Nobody consciously thinks this, of course. But it’s everywhere in our culture if you know what you are looking for.  We inherit this ideological legacies via cultural osmosis.

That’s the real work of philosophy : changing that shared ideological inheritance. It’s a somewhat thankless job as to the world, it seems like all philosophers do is have abstruse arguments of no practical value with one another.

Don’t be fooled. The ideas that open the door to the future are born of such activity. Progress demands a steady expansion of not just our technology but our understanding of ourselves and our world.

And it’s us lonely mental perverts who spend way too much time thinking about stuff that expand that understanding and enable all progress.

But especially social progress. We’re the ones who reject the received valuations of our cultures and force our societies to become more consistent with its highest ideals.

God it’s hard to write in this heat. Kind of wish I had chosen a different path with today’s entry. I know in my head what I am trying to convey, but the heat is making my mind too fuzzy to put it into words to my own satisfaction.

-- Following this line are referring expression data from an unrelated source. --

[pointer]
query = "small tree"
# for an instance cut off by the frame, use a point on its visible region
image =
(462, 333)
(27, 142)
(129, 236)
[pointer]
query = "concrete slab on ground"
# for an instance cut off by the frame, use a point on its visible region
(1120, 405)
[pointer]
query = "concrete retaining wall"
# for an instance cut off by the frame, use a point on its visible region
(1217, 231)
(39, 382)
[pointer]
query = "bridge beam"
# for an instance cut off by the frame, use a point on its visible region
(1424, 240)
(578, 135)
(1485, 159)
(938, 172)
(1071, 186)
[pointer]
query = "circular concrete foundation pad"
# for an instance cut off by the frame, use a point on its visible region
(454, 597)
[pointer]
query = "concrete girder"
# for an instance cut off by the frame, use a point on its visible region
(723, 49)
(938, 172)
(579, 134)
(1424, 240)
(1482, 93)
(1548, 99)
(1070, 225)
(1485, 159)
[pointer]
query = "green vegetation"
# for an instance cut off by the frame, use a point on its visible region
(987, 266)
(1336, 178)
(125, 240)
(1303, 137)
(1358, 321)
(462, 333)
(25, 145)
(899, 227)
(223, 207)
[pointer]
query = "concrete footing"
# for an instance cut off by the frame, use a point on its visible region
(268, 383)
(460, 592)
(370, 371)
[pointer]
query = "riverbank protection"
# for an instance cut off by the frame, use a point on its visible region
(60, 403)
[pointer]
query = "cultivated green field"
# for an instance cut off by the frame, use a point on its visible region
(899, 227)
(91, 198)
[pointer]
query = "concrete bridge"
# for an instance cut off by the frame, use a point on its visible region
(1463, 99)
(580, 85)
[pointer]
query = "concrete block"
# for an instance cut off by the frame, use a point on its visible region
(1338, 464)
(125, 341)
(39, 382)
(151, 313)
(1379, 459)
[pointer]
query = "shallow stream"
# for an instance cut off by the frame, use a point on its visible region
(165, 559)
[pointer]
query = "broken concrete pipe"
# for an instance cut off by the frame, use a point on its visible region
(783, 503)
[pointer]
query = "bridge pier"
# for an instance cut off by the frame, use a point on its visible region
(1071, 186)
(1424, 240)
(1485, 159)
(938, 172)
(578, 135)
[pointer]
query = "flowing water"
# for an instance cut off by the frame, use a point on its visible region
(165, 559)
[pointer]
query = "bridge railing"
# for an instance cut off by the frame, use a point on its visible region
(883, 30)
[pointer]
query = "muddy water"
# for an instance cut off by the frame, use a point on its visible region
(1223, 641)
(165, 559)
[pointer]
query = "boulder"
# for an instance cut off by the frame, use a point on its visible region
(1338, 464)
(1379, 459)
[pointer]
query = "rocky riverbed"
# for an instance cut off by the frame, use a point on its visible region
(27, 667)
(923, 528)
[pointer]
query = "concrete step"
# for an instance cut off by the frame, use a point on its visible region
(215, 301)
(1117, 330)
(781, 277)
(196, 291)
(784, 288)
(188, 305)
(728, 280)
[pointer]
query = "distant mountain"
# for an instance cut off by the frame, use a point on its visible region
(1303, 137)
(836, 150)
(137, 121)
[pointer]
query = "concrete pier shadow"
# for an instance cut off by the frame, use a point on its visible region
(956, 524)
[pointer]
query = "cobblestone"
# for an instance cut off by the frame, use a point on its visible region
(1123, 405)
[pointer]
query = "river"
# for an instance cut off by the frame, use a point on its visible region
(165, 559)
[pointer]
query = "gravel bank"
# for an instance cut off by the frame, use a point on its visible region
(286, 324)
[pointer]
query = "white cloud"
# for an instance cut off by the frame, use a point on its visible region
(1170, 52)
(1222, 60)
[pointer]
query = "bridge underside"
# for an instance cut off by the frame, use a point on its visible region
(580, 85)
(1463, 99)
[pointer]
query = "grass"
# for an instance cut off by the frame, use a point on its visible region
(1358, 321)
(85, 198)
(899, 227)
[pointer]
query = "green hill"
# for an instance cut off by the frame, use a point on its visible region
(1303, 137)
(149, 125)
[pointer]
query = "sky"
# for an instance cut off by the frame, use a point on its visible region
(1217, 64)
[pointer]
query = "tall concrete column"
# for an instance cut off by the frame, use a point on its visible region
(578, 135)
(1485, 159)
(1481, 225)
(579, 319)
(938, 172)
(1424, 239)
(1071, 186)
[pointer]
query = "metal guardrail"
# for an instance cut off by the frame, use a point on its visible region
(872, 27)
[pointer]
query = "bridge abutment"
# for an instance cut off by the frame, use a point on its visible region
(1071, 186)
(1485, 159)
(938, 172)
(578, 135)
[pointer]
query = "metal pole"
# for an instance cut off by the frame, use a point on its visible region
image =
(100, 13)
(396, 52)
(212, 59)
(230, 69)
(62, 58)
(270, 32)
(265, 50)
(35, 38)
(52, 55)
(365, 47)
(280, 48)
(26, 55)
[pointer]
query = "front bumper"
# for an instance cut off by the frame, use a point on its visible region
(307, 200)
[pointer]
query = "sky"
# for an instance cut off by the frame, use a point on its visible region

What I think of as my ‘writerly instrument’ – that complex machine that turns what is in my head into words on the screen – is feeling very heavy and unwieldly right now.

From that point of view, I am better off on the days that I can wait until 7 pm to blog. It’s usually somewhat cooler by then.

And those would be Monday, Wednesday, and Saturday. Those are the days when I don’t have anything going on in the evening.

It was different before Joe got sick. When he was working, Sundays and Thursdays were the only days when I had to blog in the afternoon.

But then his eye malfunctioned.

You know what? I think I am going to just end things here. I stand no chance of being able to write a proper conclusion right now.

I will talk to you nice people again tomorrow.